タージマハルとアグラ、シカンドラ〜マトゥラーへー6月30日(土)
今回のインド旅行は、昨年割愛した鹿野苑参拝とインド仏教の新しい風、ナグプールの現状を視察することが最大の目的だから、この日の二つの世界遺産の見学は付け足しのようなものだ。しかしインド観光としては、最大級のスポットとなる。インドでは2日前の28日に雨期入したとのことだが、それにしても、我々の行く手は不思議なことに、乗り継ぎのため立ち寄った台北以外は全く快晴に近い日々を迎えている。この日も真っ青な空。予定時間にはロビーにガイドのシブ氏が来た。早速車上の人となり、10分ほどでタージマハル入り口に到着。
ここで電動マイクロバスに乗り換えた。世界遺産の環境を保全するため、ガソリン車等は乗り入れが禁じられているとの説明。200メートルほどの参道を進むと、受付のある外門に到り下車した。ヤムナー河右岸に聳えるタージマハルはイスラム教を奉ずるムガール帝国の第五代皇帝シャー・ジャハーンが最愛の后ムムタズ・マハルのために22年間を費やして建設した霊廟であり、これは当時の民心を帝国の中心に向けるための政策的意味合いが強かったものと思われる。それは日本の日光東照宮の役割に似ているようだ。一旦ホテルに戻り、朝食後、9時30分荷物をまとめてホテルを出発した。10分ほどでシャー・ジャハーン皇帝が住んだアグラ城を見学。50分ほどの見学後、更に50分ほど離れたシカンドラに参詣。後者は第三代皇帝アクバルの霊廟であるが、アグラから少し離れたところにあるため、多くの観光客が訪れるわけではない。

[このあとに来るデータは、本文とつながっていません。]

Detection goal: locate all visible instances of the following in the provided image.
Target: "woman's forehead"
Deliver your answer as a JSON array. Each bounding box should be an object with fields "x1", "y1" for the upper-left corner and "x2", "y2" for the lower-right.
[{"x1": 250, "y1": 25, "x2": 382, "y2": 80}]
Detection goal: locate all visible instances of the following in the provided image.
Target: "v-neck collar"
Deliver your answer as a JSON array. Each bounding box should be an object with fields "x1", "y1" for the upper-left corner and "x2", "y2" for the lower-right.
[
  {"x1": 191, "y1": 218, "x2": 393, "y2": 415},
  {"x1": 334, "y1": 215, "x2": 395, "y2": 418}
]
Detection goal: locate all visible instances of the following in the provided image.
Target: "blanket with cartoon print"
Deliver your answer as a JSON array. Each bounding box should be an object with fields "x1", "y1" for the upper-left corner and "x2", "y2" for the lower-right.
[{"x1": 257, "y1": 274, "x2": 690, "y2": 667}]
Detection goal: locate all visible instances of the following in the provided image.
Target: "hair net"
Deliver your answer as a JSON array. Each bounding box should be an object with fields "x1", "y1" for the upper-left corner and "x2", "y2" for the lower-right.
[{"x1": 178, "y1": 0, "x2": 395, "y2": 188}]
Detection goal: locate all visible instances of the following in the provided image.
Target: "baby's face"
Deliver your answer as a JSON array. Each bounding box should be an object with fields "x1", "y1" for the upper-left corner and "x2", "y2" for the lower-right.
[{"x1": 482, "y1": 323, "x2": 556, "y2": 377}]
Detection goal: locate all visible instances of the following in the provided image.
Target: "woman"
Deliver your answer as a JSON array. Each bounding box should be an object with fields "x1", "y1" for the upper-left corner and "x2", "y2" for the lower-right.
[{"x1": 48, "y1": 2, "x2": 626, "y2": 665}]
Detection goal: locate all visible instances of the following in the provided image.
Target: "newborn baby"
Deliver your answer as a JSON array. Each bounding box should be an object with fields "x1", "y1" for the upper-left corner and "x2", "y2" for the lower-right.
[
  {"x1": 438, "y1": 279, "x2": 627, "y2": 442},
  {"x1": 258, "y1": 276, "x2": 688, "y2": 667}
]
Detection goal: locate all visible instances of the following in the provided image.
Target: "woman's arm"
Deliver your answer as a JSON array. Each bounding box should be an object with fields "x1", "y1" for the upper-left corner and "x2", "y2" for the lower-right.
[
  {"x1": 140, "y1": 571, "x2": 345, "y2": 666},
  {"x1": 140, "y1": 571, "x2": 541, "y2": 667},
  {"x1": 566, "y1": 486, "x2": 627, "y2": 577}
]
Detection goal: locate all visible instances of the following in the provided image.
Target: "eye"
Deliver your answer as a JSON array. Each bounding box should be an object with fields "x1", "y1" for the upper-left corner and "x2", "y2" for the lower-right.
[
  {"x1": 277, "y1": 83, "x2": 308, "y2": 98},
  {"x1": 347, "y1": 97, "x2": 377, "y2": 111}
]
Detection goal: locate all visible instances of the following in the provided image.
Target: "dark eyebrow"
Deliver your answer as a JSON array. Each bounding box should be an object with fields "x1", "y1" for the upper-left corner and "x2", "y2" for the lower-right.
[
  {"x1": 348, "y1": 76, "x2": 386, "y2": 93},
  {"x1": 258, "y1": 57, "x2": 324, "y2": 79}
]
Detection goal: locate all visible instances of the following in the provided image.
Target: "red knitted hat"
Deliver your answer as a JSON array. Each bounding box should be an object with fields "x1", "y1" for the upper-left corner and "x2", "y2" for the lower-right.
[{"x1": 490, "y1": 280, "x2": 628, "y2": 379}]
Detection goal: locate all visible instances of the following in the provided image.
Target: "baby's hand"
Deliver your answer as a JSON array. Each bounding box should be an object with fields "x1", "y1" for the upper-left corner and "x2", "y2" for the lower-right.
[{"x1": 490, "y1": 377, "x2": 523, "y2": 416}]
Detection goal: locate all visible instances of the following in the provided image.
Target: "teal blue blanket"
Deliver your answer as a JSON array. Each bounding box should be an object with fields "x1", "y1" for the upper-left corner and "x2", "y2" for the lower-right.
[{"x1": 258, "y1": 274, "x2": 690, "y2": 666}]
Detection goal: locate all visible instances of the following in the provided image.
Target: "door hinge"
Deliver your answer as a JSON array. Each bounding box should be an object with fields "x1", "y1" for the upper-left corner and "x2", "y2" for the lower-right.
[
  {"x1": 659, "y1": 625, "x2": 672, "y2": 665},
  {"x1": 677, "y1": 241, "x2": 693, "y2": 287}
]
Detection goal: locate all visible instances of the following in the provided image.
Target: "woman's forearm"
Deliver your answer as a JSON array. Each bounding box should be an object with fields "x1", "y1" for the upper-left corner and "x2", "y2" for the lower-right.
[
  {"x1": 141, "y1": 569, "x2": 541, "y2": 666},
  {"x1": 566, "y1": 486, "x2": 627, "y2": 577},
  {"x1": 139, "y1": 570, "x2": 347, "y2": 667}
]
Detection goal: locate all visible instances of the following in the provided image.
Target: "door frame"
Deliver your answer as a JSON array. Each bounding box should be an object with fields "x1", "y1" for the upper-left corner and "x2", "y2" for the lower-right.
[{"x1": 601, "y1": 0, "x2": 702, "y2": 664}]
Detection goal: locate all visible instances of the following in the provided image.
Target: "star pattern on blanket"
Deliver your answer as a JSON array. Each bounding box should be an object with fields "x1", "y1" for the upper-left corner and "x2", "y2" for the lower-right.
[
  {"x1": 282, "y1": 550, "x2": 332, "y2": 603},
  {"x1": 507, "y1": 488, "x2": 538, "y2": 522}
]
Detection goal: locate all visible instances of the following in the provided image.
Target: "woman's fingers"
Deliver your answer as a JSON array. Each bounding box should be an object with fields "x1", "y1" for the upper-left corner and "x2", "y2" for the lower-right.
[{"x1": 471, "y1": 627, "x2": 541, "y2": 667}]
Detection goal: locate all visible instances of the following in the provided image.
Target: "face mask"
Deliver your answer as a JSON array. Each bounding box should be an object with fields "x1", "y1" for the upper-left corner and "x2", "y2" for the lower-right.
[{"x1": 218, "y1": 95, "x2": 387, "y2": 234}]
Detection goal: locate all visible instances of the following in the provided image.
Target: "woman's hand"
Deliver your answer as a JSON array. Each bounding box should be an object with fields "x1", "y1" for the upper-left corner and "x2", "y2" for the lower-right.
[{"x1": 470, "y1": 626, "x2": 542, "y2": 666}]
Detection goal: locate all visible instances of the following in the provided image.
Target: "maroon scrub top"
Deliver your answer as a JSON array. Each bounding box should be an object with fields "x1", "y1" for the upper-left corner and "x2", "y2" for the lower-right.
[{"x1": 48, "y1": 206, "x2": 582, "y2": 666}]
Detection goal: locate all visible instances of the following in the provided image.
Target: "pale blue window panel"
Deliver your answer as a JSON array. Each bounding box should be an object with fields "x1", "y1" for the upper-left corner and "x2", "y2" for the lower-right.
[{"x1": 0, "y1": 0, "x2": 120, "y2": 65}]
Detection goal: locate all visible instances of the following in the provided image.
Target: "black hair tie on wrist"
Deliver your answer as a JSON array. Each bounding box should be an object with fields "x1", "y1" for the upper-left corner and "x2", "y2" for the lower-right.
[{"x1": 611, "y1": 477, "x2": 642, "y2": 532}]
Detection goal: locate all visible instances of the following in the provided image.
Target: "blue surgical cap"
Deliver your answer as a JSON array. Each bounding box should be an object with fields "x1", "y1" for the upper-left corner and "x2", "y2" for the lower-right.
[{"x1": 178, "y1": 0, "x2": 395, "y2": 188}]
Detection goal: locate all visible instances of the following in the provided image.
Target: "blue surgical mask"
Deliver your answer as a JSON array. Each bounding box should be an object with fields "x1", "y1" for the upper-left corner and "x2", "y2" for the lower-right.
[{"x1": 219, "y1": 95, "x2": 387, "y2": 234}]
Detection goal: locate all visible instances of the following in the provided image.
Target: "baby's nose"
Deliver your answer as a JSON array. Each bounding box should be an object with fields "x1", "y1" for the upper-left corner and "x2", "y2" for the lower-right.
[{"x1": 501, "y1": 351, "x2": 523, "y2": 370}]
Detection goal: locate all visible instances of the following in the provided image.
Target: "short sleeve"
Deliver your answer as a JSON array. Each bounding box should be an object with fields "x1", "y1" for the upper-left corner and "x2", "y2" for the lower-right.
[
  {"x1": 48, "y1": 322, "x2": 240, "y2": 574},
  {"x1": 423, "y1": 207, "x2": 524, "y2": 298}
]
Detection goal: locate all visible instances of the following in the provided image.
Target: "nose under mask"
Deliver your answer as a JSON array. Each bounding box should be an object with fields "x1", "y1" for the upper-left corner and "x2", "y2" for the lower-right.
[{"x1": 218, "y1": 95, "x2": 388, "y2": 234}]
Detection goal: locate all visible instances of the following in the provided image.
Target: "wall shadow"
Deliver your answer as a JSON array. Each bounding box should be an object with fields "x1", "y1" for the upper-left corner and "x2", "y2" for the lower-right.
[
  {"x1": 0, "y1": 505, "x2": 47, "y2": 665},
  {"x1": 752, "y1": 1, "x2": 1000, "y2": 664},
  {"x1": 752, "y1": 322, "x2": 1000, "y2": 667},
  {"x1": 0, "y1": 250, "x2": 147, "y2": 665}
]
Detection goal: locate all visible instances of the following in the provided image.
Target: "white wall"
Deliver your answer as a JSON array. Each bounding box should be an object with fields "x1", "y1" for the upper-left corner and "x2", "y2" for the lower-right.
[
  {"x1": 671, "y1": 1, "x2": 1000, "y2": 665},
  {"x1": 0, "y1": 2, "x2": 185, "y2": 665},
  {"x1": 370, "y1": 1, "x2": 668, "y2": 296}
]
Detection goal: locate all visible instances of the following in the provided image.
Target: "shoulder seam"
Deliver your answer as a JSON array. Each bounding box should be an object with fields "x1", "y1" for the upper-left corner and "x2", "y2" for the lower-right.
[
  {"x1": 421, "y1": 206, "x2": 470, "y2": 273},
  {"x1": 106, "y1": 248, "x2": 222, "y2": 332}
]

マトゥラーの博物館とナタヴァタ寺院遺跡に行くー6月30日(土)
正午過ぎにシカンドラを出て、マトゥラーへ向かう高速道路の傍らにあるレストランで昼食をとったのは午後一時を過ぎていた。食後さらに高速道路を経由してマトゥラーの交差点―と言っても信号がなく、もちろん側道から立体交差するのでない。高速道路の中央分離帯の切れ目を、対向車の来ないのを確認して右折し、踏み切りを通り抜け市街地に入った。そこに民間の料金所があり20ルピーを支払った。地方の都市では別の地区からきて市街地に入る車は必ず入域料を払う事になっているのだという。午後2時ころ博物館に着いた。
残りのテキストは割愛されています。